Espanola, of all the Enchanted Islands,is the most wondrous. Words can not describe the beauty and wildlife of this magical island. It is sacred.
The surf was beautiful and a bit rough when landing at Suarez Point,
but only a few hundred feet away we came upon a much calmer inlet where sea lions lounged and we were greeted by a Galapagos Hawk.
Mockingbirds arrived within minutes. These friendly birds have learned that humans carry water. Since there is no fresh water on Espanola they hope to beg or steal a few precious drops. Unfortunatety, for the mockingbirds, we obeyed the "no interference rule" like the Prime Directive and all they could do was complain to each other about the mean tourists.

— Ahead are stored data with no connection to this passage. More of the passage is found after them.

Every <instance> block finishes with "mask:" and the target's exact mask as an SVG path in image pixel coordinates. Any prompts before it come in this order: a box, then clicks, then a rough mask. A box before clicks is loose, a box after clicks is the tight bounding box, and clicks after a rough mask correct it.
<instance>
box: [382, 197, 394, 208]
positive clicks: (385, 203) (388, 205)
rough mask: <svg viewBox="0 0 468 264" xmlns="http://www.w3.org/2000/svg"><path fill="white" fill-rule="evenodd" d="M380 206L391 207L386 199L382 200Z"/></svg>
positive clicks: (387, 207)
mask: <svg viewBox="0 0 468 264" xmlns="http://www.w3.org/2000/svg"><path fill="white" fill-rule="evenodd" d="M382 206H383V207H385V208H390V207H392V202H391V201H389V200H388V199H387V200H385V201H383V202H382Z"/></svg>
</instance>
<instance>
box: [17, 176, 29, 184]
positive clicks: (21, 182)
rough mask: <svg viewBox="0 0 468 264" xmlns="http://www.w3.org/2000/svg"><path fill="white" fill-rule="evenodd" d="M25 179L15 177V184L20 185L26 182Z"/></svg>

The hike started along the beach then looped around the island for almost two rough, rocky, challenging, spectacular miles.
Sally Lightfoot Crabs decorated the lava coast.
The wildlife was incredible. It seemed like the birds danced aroud us. There were many of Darwin's Finches,
and, soon, Waved Albatoss were flying overhead.
Seeing the first albatross was exciting! These are very large birds! Their wing span is about 7 feet and they are quite impressive! Little did we know that being buzzed by an albatross was only a hint of the spectacular sites to come.
After hiking a few more minutes we came across a pair of albatross cuddled on the edge of the trail.
They began a courtship dance as we approached. We stood or sat on the trail, approximately 3 or 4 feet from the pair and watched, enthralled, with every movement. It was as if the birds were fencing with their long beaks. A loud, "clack" echoed with each hit. Occassionaly, one or the other would stretch or nip at the neck of it's mate before going back to the fencing. Our guide told us we were behind schedule as she tried, unsuccessfully, to move us along. We weren't her normal group of tourists. We traveled to The Galapagos to see the birds and we were not about to budge. She laughed, knowing that she had no hope of getting us to move down the trail until the "show" ended.
When the birds finished their dance, they both turned to look at us as if to say, "How was the show?"
Great! The show was great! Thank you!
However, we soon learned that seeing albatross "perform" was not uncommon. As we reached the opposite coast, there were albatross and other birds everywhere!
The above pairs were within 75 feet of the stunning cliffs.
A blowhole gushed over 50 feet high.
Our guide became very serious about rushing us along as the sky began to glow with pinks and golds.
We stayed too long watching the albatross and now we were the last group on the island. We had to make it back to the ship before dark. The trail was difficult enough to navigate in the daylight! None of us wanted to try the hike in the dark!
We just made it to the zodiac as the sun was setting on what was truely a glorious day!